A cane spider bite is usually small and does not pose any serious health issues to person bitten, even in the long run. Cane spiders are typically not aggressive; they prefer to run instead of defend themselves when confronted. They only bite when they feel cornered and have to fight as a last resort.
The creepy cane spider is also known as the “large brown spider“ and is usually the size of a tuna fish can. They are abundant in the Hawaiian islands and can usually be found in the cane fields. This is true! Imagine yourself driving through an abandoned cane field, in no time your vehicle will most likely accumulate cane spiders.
Cane Spider Venom
There is nothing to panic about when bitten by a cane spider. Its bite will not harm a person. The cane spider does not produce enough poison to endanger a human being. However, if bitten by a cane spider, the victim may experience headache. Generally, can spiders are harmless. In fact, there are some cultures who keep cane spiders in their homes to get rid of cockroaches.
Cane Spider Appearance
Identifying what kind of spider bit you is important. You can distinguish the cane spider by its large and flat body that is about an inch long. It has two rows of eyes. Its legs are long and hairy. The leg span can reach up to 5 inches wide.
Cane spiders can be brown, with a cream color band encircling the back top. They also have black spots or bands on the legs. Pale patches behind the eyes and longer legs are common among male cane spiders. Female cane spiders are quick to be identified with their large abdomen.
Cane Spider Bite Symptoms
Because cane spider rarely bites, oftentimes they run away from predators. However, they can be aggressive during mating season and this is probably the only time you could get bitten by cane spiders.
A cane spider bite is typically small and does not pose a serious health risk to humans. It is similar to the bite of any non-poisonous insect. However, first aid for the spider bite is still highly recommended to prevent infection.

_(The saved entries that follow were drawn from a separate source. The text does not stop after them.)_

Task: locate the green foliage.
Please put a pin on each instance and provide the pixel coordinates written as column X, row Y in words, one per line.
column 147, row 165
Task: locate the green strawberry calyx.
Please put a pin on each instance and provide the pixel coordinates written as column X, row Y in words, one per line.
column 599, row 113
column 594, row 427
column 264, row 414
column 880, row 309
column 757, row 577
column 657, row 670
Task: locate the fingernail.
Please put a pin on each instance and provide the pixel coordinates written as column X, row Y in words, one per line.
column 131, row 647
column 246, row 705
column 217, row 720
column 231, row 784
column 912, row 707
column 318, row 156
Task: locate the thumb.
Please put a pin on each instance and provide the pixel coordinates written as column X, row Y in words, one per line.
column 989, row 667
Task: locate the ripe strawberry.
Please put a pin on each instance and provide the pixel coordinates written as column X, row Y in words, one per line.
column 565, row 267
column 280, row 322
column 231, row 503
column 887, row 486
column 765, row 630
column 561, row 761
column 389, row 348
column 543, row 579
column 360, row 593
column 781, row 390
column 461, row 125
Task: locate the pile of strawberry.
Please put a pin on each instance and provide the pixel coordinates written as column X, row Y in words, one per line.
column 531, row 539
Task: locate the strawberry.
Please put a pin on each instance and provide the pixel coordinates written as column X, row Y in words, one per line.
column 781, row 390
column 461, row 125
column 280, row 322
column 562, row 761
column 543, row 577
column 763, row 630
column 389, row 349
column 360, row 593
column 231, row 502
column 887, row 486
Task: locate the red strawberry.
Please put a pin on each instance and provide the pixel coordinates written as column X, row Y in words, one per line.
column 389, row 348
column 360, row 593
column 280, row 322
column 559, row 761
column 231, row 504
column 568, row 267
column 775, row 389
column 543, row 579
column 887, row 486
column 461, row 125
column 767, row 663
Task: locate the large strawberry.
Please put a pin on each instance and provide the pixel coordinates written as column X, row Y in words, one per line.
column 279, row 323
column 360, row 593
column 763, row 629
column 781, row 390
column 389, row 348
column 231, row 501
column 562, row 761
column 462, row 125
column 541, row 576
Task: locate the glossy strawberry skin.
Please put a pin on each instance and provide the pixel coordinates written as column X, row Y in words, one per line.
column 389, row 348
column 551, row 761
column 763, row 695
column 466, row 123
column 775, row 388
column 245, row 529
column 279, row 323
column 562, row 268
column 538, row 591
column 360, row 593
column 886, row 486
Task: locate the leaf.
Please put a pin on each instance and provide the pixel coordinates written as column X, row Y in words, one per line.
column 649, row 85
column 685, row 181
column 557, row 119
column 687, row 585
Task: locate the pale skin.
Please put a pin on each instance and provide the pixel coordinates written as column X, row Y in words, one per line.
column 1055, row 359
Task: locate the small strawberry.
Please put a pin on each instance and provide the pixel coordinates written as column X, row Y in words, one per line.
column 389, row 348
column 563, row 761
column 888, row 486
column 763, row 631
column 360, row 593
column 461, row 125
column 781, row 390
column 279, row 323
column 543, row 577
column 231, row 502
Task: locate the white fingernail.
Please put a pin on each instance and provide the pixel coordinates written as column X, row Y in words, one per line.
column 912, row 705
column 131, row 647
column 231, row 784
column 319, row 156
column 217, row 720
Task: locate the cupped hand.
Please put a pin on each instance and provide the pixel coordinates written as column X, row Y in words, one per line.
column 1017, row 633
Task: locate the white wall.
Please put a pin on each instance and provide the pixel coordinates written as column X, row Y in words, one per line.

First Aid for a Cane Spider Bite
Administering first aid to a cane spider bite is necessary to minimize irritation and infection.
Simply clean the area with soap and water. Then apply cold compress or ice wrapped in cloth for about 20 minutes to reduce swelling. Apply antiseptic or antibiotic ointment to avoid infection. Bandage to protect and cover the bite.
2 thoughts on “Cane Spider Bite: Symptoms and Treatment”
No, I have them in the house sometimes and I just had one bite me in bed. I had no idea it was even there and it still hurts like hell. They are not as passive as you try to express on this page.
I got bit by a cane spider on my head . It’s been 4 days now and the pain is bad enough that I have been taking aspirin. Still swollen. Is this normal . When will the pain subside?